Laut Statistik der Vereinten Nationen wird der durchschnittliche Fluechtling nach sieben Jahren repatriiert oder wieder angesiedelt. Im Falle der Palaestinenser - von denen ungefaehr 75 Prozent Fluechtlinge, zumeist obendrein staatenlos sind - verhaelt es sich mit dem Durchschnitt so, dass einer als Fluechtling geboren wird und als Fluechtling stirbt. Solange diese Situation anhaelt, wird es in Nahost keinen Frieden und fuer Israel bestimmt keine Sicherheit geben. Ob jeder palaestinensische Fluechtling wirklich in sein ehemaliges Haus oder das seiner Vorfahren zurueckkehren will, wenn ihm die Gelegenheit dazu geboten wird, ist eine offene Frage. Aber die Verweigerung dieses Rechts hat es fuer sie alle zu einem heiligen Recht gemacht. Trotzdem haben palaestinensische Aktivisten und Gelehrte, die sich fuer die Rechte ihres Volkes einsetzen, pragmatische Vorschlaege ausgearbeitet, die den Beduerfnissen nicht nur der Fluechtlinge, sondern auch Israels und der arabischen Gastlaender und damit dem regionalen Frieden entgegenkommen wuerden. Doch ohne eine offene, unzweideutige Erklaerung Israels, mit der es die Verantwortung fuer das Fluechtlingsproblem und die daraus resultierenden Leiden uebernimmt, hat keiner dieser Vorschlaege eine Erfolgschance. Es ist nur natuerlich, dass diejenigen, deren Vertreibung anzuerkennen Israel sich weigert, sich ihrerseits weigern, Israel anzuerkennen.
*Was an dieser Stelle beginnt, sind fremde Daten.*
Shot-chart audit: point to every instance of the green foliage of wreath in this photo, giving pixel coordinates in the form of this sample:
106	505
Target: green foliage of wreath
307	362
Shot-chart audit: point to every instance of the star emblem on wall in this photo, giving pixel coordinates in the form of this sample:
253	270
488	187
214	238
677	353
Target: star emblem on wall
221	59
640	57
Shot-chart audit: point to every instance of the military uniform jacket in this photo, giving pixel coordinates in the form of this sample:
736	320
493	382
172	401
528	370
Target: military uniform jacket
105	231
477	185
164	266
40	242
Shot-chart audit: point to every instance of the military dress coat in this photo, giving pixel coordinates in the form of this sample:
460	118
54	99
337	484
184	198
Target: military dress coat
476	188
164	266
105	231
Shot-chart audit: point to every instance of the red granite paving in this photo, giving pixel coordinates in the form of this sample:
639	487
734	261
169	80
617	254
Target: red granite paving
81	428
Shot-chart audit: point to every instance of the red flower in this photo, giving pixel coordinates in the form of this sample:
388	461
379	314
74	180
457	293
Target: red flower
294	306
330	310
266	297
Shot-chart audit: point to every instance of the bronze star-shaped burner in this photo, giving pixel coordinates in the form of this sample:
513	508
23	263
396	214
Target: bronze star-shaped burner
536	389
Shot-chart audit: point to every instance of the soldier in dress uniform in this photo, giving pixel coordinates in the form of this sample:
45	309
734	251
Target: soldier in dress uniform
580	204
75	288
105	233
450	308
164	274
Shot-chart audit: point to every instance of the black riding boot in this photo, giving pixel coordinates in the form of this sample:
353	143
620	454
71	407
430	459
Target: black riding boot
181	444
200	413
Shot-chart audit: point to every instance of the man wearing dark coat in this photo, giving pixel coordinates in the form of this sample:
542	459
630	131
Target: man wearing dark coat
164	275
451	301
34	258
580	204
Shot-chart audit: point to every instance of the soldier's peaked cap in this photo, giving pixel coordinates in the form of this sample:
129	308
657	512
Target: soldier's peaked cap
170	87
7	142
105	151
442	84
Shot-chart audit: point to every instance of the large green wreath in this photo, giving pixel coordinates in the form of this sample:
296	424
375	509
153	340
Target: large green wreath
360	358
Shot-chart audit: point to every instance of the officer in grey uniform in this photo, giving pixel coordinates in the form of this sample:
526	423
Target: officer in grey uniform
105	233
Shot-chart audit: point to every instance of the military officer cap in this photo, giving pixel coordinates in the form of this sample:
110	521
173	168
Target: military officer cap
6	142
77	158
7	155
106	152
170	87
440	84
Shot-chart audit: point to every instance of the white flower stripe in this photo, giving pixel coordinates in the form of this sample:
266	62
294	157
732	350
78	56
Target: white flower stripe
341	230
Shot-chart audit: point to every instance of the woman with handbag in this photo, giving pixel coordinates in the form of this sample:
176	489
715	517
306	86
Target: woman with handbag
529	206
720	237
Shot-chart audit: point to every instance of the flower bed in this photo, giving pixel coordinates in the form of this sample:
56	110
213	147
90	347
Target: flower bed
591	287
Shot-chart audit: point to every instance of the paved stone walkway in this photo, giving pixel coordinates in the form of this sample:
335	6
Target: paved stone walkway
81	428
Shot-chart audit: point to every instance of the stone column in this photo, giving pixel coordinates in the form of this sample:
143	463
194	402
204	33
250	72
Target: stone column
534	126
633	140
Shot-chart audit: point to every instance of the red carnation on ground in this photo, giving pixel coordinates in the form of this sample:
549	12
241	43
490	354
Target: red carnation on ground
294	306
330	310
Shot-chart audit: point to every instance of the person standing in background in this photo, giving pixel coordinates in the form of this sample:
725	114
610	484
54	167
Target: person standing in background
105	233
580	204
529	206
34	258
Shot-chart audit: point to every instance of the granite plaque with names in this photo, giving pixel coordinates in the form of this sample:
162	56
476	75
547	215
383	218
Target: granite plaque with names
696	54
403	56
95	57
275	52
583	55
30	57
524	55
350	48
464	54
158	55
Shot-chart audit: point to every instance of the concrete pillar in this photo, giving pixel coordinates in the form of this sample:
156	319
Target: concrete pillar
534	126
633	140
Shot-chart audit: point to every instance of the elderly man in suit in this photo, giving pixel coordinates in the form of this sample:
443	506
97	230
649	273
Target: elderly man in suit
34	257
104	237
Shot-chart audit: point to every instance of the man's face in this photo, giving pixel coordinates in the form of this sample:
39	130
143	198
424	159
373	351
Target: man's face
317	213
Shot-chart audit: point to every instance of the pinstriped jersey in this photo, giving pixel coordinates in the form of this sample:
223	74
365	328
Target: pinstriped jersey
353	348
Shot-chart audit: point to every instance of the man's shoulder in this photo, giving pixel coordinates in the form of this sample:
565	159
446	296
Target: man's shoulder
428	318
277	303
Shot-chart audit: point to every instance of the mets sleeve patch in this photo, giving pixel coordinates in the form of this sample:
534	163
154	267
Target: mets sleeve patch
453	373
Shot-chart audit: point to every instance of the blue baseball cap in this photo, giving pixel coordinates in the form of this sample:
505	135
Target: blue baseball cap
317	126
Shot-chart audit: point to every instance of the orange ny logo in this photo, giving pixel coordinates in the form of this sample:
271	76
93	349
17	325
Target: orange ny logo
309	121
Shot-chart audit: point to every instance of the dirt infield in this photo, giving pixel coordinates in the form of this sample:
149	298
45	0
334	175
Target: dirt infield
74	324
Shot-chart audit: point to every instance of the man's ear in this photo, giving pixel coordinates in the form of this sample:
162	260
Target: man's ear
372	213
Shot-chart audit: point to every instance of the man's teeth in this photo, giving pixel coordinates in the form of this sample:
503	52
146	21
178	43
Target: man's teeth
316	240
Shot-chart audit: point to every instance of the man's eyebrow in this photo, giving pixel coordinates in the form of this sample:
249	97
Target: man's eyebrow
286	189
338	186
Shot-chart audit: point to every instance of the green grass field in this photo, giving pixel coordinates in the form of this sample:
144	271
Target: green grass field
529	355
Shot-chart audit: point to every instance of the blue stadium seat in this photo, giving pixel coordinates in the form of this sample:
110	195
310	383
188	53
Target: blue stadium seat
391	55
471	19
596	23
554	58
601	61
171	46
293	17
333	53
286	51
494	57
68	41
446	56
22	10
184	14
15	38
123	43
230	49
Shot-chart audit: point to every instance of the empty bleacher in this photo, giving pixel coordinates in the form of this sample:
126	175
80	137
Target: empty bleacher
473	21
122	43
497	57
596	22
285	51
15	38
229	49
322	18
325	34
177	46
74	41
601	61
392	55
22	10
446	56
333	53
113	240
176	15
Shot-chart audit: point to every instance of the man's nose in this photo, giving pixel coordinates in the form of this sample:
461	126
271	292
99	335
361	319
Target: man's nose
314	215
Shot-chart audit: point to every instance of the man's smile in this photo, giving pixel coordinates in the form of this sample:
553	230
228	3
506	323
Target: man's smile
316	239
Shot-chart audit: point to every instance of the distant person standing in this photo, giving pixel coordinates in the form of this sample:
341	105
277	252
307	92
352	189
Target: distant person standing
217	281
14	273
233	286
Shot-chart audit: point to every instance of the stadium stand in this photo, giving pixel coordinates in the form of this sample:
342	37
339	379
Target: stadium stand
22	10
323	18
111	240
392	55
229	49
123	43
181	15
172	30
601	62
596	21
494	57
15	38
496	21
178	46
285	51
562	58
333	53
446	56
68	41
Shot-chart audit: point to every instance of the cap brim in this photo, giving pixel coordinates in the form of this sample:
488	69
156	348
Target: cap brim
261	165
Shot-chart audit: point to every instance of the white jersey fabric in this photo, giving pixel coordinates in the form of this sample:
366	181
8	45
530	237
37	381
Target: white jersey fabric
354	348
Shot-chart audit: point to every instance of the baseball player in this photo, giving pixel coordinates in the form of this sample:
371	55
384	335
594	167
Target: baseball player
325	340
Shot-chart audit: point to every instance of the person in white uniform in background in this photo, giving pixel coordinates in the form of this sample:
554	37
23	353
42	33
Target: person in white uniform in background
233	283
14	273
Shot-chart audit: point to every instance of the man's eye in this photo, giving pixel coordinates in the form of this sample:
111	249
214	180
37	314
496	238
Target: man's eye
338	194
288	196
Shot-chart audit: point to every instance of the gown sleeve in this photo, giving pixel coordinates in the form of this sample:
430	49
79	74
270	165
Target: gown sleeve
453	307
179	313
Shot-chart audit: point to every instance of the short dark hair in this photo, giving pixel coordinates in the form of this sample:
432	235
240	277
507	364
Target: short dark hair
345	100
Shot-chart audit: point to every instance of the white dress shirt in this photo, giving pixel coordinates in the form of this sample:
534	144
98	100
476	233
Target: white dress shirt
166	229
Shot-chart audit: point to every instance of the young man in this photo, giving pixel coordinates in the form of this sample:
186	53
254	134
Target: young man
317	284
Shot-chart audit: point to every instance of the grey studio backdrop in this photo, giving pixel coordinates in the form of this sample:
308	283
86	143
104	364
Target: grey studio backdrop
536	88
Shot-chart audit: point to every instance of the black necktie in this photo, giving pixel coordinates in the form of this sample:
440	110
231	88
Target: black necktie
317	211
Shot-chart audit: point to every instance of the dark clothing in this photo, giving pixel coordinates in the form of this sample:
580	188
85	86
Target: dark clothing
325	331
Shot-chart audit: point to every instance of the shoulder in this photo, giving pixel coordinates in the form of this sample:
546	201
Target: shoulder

Weil die Fluechtlingsfrage den eigentlichen Kern des israelisch-palaestinensischen Konflikts ausmacht und fuer dessen Loesung von zentraler Bedeutung ist, hat der palaestinensische Intellektuelle Edward Said die Einsetzung einer Wahrheitskommission nach suedafrikanischem Muster vorgeschlagen, um eine Versoehnung zu foerdern. Wie bei der internationalen Untersuchungskommission, die von den Palaestinensern am Anfang der gegenwaertigen Intifada vorgeschlagen worden ist, werden solche Gremien im Allgemeinen von Leuten abgelehnt, die etwas zu verbergen oder etwas zu verlieren haben oder beides. Die Angelegenheit der palaestinensischen Fluechtlinge ist in mancherlei Hinsicht einzigartig. Einer dieser Aspekte ist, dass die Fluechtlinge ihre Ansprueche gegen einen Staat und ein Volk anmelden, die waehrend des vergangenen halben Jahrhunderts und insbesondere in den letzten Jahren Streitfragen um Rueckerstattung zu einer exakten Wissenschaft gemacht haben. In diesem Zusammenhang ist es voellig richtig, dass Israel am gleichen Standard gemessen wird, den die Juden so beharrlich von anderen verlangen, und dass eine explizite israelische Anerkennung der Fakten als Basis fuer sinnvolle Verhandlungen dienen soll, die zu einer gerechten und dauerhaften Regelung fuehren.

* Der Autor ist Sozialwissenschafter und lebt in der unter palaestinensischer Autonomieverwaltung stehenden Stadt Ramallah in Cisjordanien. Sein Artikel erschien bereits in der in London herausgegebenen Fachzeitschrift «Middle East International».